EPA Proposal Could Help Hoosiers Ensure Lead-free School Drinking Water

October 16, 2019

A new proposal from the U.S. Environmental Protection Agency seeks to revamp a decades-old rule limiting the amount of lead and copper allowed in drinking water.

One facet of the rule mandating drinking water testing in schools and child-care facilities could ensure that hundreds of untested Indiana schools verify that their drinking water is lead-free.

Schools and child care centers in Indiana, like elsewhere, are not required to test their drinking water, but the state does offer free lead testing for public school districts.

The Indiana Environmental Reporter found that only 60% of the state’s public schools enrolled in the state testing program in the 2017-2018 school year, the last year reported. Nearly 40% of all public schools in the state did not report any kind of lead testing at all.

About 62% of schools tested had at least one water fixture with lead levels over 15 ppb, the amount that requires immediate action by law. That can mean line replacement or the installation of other water quality measures.

About 40% of schools in Indiana did not report any kind of lead testing at all.

IDEM told the Indiana Environmental Reporter that Indiana schools are ultimately responsible for monitoring their own drinking water for lead. The proposal, in its current version, could change that.

If the proposal is implemented, public water systems would be required to test drinking water at 20% of schools and licensed child-care centers in their service area every year. The systems would have to complete the testing of every school and center in their area every five years.

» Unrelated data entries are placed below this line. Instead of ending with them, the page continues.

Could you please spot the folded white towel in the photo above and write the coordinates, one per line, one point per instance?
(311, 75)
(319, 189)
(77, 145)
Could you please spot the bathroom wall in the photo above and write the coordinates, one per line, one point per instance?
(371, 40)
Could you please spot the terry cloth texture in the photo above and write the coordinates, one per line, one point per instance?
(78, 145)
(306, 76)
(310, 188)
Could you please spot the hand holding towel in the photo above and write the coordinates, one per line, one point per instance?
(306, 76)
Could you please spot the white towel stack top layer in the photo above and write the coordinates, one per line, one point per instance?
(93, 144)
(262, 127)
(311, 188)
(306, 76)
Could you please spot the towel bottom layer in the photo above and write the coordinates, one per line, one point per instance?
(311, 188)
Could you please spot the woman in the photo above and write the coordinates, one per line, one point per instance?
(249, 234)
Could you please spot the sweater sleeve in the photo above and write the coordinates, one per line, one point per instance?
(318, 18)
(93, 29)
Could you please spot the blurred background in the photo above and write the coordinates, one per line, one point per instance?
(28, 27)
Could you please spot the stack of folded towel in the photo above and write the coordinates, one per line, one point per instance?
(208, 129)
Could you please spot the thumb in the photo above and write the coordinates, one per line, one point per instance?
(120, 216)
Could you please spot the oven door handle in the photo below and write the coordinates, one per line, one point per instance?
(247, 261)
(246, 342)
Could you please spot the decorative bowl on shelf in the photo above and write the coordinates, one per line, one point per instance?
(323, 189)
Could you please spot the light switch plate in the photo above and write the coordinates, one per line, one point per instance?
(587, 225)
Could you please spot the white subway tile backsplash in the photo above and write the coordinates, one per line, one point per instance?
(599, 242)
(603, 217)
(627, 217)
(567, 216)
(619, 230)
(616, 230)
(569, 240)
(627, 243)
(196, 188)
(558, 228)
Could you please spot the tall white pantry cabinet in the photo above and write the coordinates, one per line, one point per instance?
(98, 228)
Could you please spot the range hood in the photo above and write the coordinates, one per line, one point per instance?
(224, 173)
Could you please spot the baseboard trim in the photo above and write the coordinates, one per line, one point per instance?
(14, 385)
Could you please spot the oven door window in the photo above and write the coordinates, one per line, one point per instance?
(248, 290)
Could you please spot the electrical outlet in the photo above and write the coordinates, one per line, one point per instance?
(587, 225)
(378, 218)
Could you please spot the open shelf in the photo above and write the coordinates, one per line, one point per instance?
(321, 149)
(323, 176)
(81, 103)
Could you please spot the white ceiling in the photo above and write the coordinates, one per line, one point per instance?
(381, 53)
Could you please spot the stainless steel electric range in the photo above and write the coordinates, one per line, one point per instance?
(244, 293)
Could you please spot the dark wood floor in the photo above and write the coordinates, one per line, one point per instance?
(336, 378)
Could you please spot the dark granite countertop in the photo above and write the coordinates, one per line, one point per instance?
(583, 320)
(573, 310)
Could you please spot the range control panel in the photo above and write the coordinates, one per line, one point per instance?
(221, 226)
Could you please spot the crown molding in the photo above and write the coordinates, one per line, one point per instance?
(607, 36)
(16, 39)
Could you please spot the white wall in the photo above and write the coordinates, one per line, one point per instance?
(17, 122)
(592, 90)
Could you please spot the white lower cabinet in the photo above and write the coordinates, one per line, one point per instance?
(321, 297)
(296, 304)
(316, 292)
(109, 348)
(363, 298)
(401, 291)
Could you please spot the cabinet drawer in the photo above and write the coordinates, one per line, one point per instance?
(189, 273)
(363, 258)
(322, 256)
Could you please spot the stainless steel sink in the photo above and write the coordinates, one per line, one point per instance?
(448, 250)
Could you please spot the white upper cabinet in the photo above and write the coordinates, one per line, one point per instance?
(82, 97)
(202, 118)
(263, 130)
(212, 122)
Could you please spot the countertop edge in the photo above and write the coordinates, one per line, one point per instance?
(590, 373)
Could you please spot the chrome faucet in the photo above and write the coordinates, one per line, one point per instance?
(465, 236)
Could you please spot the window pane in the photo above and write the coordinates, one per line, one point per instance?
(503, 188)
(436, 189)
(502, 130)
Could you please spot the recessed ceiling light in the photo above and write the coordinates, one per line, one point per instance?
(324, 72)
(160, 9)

EPA administrator Andrew Wheeler said the proposal seeks to protect the nation’s most vulnerable populations.

“The system would be required to provide the results as well as information on actions the school or childcare facility can take to reduce lead in drinking water,” said Wheeler. “We want to make sure that the parents of those children know what the lead content is in the water where they send their children every day.”

U.S. EPA administrator Andrew Wheeler announced the proposed Lead and Copper Rule revisions in Green Bay, Wis. October 10.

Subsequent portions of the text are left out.